Macfadyen and other event organizers were pleasantly surprised with the large turnout. “People are interested in doing this?” asked Megan Barker, a Science Teaching and Learning Post-Doctoral Fellow with the Carl Wieman Science Education Initiative and data presenter at the hackathon. “We had no idea. We thought maybe a couple of people would find this interesting. Then all of the sudden our registration was full and we had people on the waitlist.”
The event began with five researchers from across UBC pitching learning data sets to participants. Each data set captured a different aspect of learning, for example, student interactions with video content and moment-by-moment actions in a virtual physics lab. Data presenters then challenged participants to find the story behind the data.

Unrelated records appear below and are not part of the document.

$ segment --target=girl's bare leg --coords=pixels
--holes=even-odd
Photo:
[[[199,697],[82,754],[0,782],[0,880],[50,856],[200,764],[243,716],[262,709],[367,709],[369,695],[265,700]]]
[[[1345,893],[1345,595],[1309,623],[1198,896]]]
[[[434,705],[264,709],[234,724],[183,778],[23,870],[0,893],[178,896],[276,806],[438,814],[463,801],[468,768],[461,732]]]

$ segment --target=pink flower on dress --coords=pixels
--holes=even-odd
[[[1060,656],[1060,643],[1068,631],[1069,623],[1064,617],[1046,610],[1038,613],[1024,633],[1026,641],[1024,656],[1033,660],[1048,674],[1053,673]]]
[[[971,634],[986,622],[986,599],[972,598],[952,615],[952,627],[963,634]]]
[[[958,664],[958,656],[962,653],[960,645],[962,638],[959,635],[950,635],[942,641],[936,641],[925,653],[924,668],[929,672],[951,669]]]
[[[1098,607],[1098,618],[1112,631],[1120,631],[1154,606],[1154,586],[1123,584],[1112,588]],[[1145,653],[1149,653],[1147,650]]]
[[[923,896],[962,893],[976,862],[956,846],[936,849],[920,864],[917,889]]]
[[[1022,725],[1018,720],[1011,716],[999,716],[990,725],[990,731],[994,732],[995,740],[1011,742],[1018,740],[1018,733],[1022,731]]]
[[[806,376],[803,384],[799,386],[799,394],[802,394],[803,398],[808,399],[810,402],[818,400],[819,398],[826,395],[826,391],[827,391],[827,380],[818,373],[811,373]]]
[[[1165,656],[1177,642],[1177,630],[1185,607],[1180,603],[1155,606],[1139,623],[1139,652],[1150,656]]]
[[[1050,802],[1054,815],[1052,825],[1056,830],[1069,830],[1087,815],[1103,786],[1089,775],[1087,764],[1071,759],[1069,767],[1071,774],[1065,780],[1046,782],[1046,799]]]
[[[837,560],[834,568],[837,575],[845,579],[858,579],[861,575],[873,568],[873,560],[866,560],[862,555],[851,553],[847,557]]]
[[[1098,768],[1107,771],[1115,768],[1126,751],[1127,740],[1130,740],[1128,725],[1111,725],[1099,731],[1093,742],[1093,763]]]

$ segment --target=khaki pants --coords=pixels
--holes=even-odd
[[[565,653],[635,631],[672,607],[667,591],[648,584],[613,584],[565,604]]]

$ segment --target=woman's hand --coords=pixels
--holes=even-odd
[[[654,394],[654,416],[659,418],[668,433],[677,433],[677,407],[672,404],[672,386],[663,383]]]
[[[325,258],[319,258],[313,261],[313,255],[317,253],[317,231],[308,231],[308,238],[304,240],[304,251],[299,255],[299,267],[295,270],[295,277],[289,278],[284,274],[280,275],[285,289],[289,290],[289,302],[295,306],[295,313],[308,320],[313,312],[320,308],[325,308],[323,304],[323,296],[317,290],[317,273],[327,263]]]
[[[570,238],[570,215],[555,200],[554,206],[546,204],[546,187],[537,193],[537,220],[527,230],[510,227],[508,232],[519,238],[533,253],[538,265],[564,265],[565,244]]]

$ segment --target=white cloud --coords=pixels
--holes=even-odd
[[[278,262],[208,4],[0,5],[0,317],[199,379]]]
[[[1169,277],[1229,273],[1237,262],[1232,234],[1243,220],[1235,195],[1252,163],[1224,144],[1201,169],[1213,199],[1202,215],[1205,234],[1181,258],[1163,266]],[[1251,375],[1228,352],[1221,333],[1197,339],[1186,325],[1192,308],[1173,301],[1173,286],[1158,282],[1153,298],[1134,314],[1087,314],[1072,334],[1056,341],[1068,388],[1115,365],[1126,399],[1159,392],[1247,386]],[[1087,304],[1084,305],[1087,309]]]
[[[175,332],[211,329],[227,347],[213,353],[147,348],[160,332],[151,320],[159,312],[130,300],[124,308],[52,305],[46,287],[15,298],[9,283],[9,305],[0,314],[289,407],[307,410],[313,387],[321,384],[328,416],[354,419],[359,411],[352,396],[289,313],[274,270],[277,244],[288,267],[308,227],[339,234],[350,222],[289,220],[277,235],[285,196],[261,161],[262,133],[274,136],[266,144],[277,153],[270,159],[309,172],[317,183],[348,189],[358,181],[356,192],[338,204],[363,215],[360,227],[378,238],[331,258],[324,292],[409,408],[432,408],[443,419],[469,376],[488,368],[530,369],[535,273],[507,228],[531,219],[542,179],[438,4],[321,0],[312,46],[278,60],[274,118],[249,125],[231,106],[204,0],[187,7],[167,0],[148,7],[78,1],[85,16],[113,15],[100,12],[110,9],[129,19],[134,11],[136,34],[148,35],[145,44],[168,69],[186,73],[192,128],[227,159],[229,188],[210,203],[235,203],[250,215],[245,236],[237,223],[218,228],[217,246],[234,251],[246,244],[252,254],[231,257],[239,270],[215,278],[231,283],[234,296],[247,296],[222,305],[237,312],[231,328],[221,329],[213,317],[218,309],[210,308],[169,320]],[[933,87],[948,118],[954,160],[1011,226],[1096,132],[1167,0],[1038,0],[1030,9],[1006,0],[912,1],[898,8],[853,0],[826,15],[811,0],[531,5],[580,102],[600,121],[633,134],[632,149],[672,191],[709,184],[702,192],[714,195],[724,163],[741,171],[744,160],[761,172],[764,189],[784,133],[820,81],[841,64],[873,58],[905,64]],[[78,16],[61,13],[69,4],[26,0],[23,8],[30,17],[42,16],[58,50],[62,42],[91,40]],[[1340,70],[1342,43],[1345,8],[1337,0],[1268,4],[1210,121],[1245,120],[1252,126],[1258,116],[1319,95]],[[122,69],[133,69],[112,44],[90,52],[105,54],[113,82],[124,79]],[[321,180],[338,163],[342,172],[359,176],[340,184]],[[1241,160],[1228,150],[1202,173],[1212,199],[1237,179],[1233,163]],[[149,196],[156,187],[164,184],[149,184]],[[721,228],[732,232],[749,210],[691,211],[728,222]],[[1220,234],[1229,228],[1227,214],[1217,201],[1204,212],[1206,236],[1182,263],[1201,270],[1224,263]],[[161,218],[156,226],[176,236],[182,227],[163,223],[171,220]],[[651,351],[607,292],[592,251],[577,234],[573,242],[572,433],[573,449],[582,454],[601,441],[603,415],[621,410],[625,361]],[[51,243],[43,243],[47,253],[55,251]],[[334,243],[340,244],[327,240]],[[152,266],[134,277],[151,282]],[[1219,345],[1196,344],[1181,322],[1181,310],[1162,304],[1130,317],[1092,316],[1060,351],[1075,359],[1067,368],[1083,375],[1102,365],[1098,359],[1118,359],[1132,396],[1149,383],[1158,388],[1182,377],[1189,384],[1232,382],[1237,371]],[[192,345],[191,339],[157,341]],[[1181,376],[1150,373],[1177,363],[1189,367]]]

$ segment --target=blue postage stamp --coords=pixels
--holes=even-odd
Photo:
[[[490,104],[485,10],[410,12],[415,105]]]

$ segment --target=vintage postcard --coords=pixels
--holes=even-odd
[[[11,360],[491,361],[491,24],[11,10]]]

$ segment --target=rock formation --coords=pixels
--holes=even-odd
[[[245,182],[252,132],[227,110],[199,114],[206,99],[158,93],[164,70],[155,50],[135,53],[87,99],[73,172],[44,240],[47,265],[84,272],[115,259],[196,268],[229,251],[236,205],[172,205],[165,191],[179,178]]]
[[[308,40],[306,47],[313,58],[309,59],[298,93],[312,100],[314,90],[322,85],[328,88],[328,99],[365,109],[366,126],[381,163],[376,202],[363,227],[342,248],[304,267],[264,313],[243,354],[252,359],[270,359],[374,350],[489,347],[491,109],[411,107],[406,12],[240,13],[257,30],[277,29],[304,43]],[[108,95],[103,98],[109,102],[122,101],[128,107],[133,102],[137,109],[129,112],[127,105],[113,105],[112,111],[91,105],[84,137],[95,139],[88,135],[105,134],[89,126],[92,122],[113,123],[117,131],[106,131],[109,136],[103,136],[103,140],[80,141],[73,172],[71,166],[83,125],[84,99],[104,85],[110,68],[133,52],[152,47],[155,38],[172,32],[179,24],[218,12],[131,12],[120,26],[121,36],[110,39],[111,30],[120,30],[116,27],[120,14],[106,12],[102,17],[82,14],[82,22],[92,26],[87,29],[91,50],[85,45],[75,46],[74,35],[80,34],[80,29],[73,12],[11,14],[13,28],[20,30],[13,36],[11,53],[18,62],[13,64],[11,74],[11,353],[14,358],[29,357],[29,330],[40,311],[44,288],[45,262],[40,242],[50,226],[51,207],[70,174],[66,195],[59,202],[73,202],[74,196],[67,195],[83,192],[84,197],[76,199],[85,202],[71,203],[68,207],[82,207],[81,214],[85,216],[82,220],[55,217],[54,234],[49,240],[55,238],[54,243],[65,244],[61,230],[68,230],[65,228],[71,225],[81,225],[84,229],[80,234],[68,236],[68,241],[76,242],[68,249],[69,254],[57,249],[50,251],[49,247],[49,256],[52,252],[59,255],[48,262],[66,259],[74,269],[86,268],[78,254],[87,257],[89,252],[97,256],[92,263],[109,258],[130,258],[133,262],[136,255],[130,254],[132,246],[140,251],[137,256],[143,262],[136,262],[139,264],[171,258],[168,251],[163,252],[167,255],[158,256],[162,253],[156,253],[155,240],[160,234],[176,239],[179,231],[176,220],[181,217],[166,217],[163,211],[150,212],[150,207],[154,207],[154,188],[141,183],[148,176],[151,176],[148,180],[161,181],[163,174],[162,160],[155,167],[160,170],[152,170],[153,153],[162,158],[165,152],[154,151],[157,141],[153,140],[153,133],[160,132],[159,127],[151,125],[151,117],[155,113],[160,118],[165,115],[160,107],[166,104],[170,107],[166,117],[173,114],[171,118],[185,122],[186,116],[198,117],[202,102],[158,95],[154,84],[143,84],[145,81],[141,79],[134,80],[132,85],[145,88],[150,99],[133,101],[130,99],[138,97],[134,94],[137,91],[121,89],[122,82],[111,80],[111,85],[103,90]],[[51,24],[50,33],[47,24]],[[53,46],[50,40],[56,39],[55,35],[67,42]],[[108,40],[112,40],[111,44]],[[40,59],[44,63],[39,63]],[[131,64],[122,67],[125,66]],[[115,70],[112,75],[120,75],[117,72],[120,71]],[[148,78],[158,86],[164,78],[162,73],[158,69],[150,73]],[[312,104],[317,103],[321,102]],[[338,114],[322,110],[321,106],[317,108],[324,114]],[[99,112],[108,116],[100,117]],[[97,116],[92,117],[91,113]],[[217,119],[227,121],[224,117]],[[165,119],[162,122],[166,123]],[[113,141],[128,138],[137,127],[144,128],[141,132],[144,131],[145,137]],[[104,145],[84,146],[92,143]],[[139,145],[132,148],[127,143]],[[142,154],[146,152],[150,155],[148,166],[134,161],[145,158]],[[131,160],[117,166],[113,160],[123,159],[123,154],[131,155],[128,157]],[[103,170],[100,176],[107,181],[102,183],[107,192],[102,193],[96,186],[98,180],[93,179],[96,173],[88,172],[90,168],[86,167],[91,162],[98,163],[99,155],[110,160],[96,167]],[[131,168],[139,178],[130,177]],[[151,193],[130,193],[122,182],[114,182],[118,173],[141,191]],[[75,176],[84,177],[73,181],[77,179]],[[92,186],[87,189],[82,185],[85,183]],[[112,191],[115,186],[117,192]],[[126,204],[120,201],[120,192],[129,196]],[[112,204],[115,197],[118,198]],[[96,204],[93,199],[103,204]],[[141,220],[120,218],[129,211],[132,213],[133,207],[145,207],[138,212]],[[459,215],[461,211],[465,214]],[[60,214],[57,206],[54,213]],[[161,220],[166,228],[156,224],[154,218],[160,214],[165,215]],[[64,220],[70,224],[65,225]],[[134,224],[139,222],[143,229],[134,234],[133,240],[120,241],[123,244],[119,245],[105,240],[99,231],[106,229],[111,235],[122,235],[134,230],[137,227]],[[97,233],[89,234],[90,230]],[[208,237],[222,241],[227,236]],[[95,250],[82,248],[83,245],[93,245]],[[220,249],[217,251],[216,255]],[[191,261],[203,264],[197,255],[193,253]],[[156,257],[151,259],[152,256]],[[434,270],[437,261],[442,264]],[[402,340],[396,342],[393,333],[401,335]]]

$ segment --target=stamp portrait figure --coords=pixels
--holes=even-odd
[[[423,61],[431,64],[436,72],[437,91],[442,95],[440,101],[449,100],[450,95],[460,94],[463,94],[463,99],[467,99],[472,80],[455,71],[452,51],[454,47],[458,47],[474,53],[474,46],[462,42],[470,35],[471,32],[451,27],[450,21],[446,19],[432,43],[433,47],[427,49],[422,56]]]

The hackathon attracted undergraduate and graduate students as well as faculty, staff and professionals. Participants formed groups depending on which of the five data sets they chose to work on as well as their disciplinary area of expertise and preferred analytics approach. “We wanted to bring together people who were interested in working with data. If they didn’t have the same background it’d be even better. They could learn from each other,” said Macfadyen.
Tyler Robb-Smith is a student at the British Columbia Institute of Technology and has a background in Nanohydrodynamics. He came to the event to meet people and build on his data analysis skills. “It’s interesting looking at different perspectives. It’s interesting how everyone has an area of expertise, and added together it made [the process] quite easy,” he said. “You are able to go a lot further in a project that individually would take you a lot longer.”
The event was an opportunity for like-minded people to meet and share their passion for data analysis as well as learn about LAVA. The group started with Macfadyen and a few students who were interested in working with learning research data, but it quickly grew. It wasn’t long before other faculty and staff started asking to join the weekly meetings.
“A lot of people didn’t know then and still don’t know that this type of research actually exists at UBC. Learning analytics is a new field,” said Macfadyen. According to her, the university already has a lot of learning and teaching data available, for example, from student registration systems and course evaluation systems. “These goldmines of potential insight are just sitting around and they could and should be used to inform decisions about planning throughout departments,” she added.
That’s why the event was also aimed at raising the profile and visibility of this emerging field and showing what can come out of this type of analysis. Learning research data can tell instructors about what the most effective teaching methods are and how they’re working in their classrooms. It can inform departments about why certain classes are more popular than others. It can help instructors plan for courses.
“We really wanted to raise awareness about how data can be used to improve teaching and learning practices,” said Ido Roll, senior manager for Research and Evaluation in the Centre for Teaching, Learning, and Technology and one of the event’s organizers. “The hackathon was a great way to combine interesting questions about how people learn, large data sets and a group of eager and motivated experts.”
This year’s event was a success. At the end of the hackathon nine participant-led groups presented their research findings. Several of these projects have become full-scale research projects following the event. According to Roll and Macfadyen, the most common question from participants was how soon would there be another hackathon.